The Wednesday Club of Danville, Virginia was established in 1893 by Miss Augusta Yates.  Initially, the 12 charter members wrote, researched and presented programs on a wide variety of subjects.  

As the character of the club gradually changed, its horizons broadened and its emphasis became civic endeavors.  As early as 1902-03, civic consciousness was awakened in the club as the members visited the public schools to investigate sanitary conditions.  This activity was the beginning of many improvements The Wednesday Club has brought to the area for many years.  

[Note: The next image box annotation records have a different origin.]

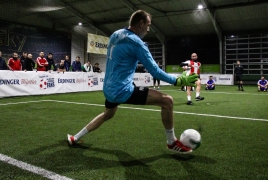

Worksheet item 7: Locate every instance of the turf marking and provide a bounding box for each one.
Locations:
[0,100,268,122]
[0,153,72,180]
[161,90,268,96]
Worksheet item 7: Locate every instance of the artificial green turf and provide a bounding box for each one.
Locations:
[0,86,268,180]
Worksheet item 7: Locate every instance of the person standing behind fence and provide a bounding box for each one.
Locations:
[20,52,28,70]
[206,76,215,90]
[46,53,57,71]
[83,61,93,72]
[64,55,71,72]
[7,52,22,71]
[257,76,268,92]
[93,63,102,73]
[23,53,35,71]
[36,51,48,71]
[0,51,8,70]
[234,61,244,91]
[72,56,82,72]
[153,61,162,90]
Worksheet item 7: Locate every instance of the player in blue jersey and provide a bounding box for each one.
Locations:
[67,10,198,154]
[206,76,215,90]
[257,76,268,92]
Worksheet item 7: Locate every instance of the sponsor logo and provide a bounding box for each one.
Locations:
[76,78,87,84]
[144,76,151,84]
[219,78,231,81]
[95,42,108,49]
[87,78,94,87]
[39,78,55,89]
[21,79,37,86]
[0,79,20,85]
[171,66,179,71]
[93,77,99,86]
[58,78,75,84]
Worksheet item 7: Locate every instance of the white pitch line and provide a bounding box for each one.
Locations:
[0,100,268,122]
[160,90,268,96]
[0,153,72,180]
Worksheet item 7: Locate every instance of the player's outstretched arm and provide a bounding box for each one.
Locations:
[174,72,198,87]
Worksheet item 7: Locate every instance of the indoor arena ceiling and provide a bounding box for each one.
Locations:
[0,0,268,42]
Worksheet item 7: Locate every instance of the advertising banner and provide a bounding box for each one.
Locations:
[0,71,233,97]
[87,33,109,55]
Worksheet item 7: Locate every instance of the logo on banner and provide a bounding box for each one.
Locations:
[58,78,75,84]
[39,75,55,89]
[0,79,20,85]
[219,78,231,81]
[21,79,37,86]
[144,76,151,84]
[212,76,217,82]
[76,78,86,84]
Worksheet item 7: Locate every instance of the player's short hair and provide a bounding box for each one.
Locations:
[129,10,152,26]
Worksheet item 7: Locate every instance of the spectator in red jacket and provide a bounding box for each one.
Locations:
[36,51,48,71]
[7,52,22,71]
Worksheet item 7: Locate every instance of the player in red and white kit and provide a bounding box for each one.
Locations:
[7,52,22,71]
[180,53,204,105]
[36,51,48,71]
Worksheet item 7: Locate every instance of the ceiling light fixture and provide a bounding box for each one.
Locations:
[197,4,204,10]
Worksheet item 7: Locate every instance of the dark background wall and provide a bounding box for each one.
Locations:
[0,22,71,63]
[166,34,220,65]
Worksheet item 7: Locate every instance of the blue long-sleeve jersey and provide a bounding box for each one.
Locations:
[103,29,176,103]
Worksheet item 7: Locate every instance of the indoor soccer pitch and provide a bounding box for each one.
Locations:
[0,86,268,180]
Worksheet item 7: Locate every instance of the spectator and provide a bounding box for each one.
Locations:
[7,52,22,71]
[206,76,215,90]
[46,53,57,71]
[36,51,48,71]
[57,60,66,72]
[234,61,244,91]
[23,53,35,71]
[72,56,82,72]
[20,51,27,70]
[0,51,8,70]
[257,76,268,92]
[153,61,162,90]
[83,61,93,72]
[93,63,102,73]
[64,55,71,71]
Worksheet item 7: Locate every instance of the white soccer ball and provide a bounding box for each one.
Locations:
[180,129,201,150]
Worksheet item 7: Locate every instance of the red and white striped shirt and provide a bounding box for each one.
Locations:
[7,58,22,71]
[36,57,48,71]
[185,60,201,75]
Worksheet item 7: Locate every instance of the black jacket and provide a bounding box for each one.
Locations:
[22,58,35,71]
[235,65,243,74]
[0,57,8,70]
[46,57,57,71]
[20,56,27,70]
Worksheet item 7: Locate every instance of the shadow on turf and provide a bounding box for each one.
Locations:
[26,141,220,180]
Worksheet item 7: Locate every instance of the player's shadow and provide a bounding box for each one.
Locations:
[29,141,220,180]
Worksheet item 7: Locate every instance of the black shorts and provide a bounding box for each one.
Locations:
[235,74,242,81]
[105,87,149,109]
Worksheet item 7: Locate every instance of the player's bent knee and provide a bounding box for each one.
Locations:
[163,95,173,108]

During both World War I and World War II, the members supported the war effort by giving hundreds of volunteer hours on the home front.  In 1927, the Club established one of its most outstanding contributions to the community, the Crippled Children’s Clinic.  Over the years thousands of patients visited the clinic and received free medical assistance.  Members were also instrumental in the establishment of the public library.  

As the Club’s membership increased, a larger space for meetings became necessary.  In 1922 a permanent home at 1002 Main Street was purchased and replaced at the same location with a new building in 1970.  Presently the membership is approximately 500.

In August 2002, the Club established The Wednesday Club Endowment.  The purpose of the Endowment is exclusively for charitable and educational projects within the community served by the Club.  Currently, members regularly tutor students in elementary schools and give many volunteer hours to the Danville Science Center and the Danville Museum of Fine Arts and History.  The Club makes financial donations to various organizations and they award scholarships annually to deserving high school students.

For over 100 years, The Wednesday Club’s purpose has been not only to enrich the lives of its members, but to raise the standards of culture and community service in the area.  It accomplishes this by presenting distinguished speakers and artists of the highest quality and national reputation.  The Club’s programs, which are always available to the public at no cost, are arranged by eight departments:  Art, Civics, Current Events, Drama, Education, History, Literature and Music.